Even though I was working in a completely different field of work to what I’m doing now, the skills are always transferable. What I did learn was how to communicate well with people, working with clients all over the world. I also understand the importance to have controls and processes in place for certain things - however, I also know the importance of making some decisions quickly! When working in a bank it would often take weeks for sign-off on the most trivial things, whereas in my own business I can make decisions quickly.
It’s important to read and to stay informed if you’re starting up in a different industry to the one you’re currently in. I spend a high proportion of my time reading about chocolate, technology and other businesses. I would also suggest to go to as many events as possible to network. It is amazing that so many people are happy to help for nothing in return. I've spoken to lots of entrepreneurs, including Dragons, who have been more than willing to spend sometime on the phone which is really amazing. If you can, try and get a mentor or an advisor - I have been lucky enough to get a mentor through the Virgin Startup scheme, as well as a few separate advisors.

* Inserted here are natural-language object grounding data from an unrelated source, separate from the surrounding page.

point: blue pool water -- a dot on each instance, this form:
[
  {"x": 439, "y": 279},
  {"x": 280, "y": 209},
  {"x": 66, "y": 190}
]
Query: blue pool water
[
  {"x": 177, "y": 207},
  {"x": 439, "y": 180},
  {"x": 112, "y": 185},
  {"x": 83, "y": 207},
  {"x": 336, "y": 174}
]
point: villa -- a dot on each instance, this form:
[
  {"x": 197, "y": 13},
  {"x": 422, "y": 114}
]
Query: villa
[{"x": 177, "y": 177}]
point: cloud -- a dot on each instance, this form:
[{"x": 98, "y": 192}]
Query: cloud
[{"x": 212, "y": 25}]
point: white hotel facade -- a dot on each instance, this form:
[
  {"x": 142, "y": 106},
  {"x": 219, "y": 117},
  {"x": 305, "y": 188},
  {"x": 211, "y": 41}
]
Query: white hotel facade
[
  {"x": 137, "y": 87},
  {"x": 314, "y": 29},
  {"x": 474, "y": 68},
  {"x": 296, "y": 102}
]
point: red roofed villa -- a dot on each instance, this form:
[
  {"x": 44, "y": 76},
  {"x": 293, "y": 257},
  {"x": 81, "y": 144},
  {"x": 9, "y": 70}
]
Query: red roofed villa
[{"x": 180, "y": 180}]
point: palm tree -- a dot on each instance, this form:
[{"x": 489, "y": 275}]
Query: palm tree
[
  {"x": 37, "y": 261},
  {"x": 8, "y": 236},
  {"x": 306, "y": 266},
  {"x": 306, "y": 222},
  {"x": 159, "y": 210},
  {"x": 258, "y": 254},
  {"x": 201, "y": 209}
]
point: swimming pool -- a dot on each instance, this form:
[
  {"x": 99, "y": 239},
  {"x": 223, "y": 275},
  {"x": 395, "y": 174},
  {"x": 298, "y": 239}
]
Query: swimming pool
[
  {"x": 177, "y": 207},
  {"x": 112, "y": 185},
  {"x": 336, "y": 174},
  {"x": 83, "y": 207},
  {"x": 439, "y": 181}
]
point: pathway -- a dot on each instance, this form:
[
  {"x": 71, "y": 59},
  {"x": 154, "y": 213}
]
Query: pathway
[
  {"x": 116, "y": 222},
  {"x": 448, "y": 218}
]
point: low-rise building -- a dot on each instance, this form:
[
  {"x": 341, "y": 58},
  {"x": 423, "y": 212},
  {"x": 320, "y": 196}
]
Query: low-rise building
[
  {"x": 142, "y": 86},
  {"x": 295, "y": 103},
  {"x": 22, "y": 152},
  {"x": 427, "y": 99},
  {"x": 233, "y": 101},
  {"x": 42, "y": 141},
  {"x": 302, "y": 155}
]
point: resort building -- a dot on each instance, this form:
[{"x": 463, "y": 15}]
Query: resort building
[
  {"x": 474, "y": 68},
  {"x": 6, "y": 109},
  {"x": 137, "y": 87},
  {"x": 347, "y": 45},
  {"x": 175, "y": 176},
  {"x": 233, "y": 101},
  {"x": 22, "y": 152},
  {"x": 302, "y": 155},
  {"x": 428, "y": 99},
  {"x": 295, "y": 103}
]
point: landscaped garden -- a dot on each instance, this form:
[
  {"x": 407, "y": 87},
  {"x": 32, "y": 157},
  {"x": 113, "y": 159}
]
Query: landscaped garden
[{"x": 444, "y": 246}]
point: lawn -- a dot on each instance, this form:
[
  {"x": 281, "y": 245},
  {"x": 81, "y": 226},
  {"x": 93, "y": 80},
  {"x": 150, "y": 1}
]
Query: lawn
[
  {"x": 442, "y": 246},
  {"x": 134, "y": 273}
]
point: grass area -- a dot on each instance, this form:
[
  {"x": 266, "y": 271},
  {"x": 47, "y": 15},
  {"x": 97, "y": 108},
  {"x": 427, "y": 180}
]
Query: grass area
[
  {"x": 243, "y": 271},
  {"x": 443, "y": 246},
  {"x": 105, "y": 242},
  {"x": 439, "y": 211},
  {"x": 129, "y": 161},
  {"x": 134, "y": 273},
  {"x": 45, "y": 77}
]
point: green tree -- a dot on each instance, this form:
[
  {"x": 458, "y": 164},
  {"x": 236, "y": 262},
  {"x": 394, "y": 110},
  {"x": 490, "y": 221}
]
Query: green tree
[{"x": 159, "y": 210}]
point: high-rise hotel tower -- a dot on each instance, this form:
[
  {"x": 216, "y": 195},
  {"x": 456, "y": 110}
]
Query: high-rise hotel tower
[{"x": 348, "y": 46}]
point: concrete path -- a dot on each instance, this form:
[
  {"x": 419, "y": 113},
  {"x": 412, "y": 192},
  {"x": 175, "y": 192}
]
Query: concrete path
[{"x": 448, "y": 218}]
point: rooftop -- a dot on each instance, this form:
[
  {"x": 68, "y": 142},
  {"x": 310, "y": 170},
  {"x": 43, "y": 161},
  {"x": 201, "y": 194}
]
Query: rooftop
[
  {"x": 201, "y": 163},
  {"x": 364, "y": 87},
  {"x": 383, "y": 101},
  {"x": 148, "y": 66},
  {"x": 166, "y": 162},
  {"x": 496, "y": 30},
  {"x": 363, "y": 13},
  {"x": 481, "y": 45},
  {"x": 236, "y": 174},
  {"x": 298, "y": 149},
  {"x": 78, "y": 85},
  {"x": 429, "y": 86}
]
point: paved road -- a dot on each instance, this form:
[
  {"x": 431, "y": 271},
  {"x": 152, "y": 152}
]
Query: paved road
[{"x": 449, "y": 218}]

Peter Walker is the founder of The Curing House, a charcuterie-based restaurant in Middlesbrough.
Before I started my business, I was a time served plater working in the offshore oil and gas industry in the North Sea. This involved long hard work days with extended periods of time away from family and friends, treacherous weather conditions at work, and dangerous helicopter travel to and from work.
However, I suffered an injury to my ankle which saw me see the need to move away from the hard physical labour of working offshore. I was always obsessed with food which led me down the path of looking into opening a restaurant. Obsession took over and I became so focussed on it that I wasn’t going to be able to do anything else without trying this out. Lots of people thought I was mad, but I just blocked out any negativity and forged ahead! I had some money saved up, although this was not going to be quite enough on its own, so I got help with a small Start Up Loan which helped pay for the kitchen.
Everything I do in life I learn from, so this business is a culmination of all my experiences. The concept of the food is influenced from my many dining experiences, and my management style takes the best parts from my engineering background. So far, every obstacle I have faced can be compared to difficulties I have faced in other employments so I am able to react and do what is necessary as soon as I see something which needs to be fixed.
If you’re thinking of starting a business in a new field do it, but don’t go into it lightly. All of your time should be spent thinking, think about everything. Think about whether an idea will work – and will it work in the long-term, or will it get old? Think, think, think, but at the same time don’t forget to do. This is what I have found in business so far: to succeed and then continue to succeed, the work and thought must never stop. It is an insanely busy lifestyle to run a business, but if it is the right thing for you it will never feel like work - it will just feel like you are following the right path in life.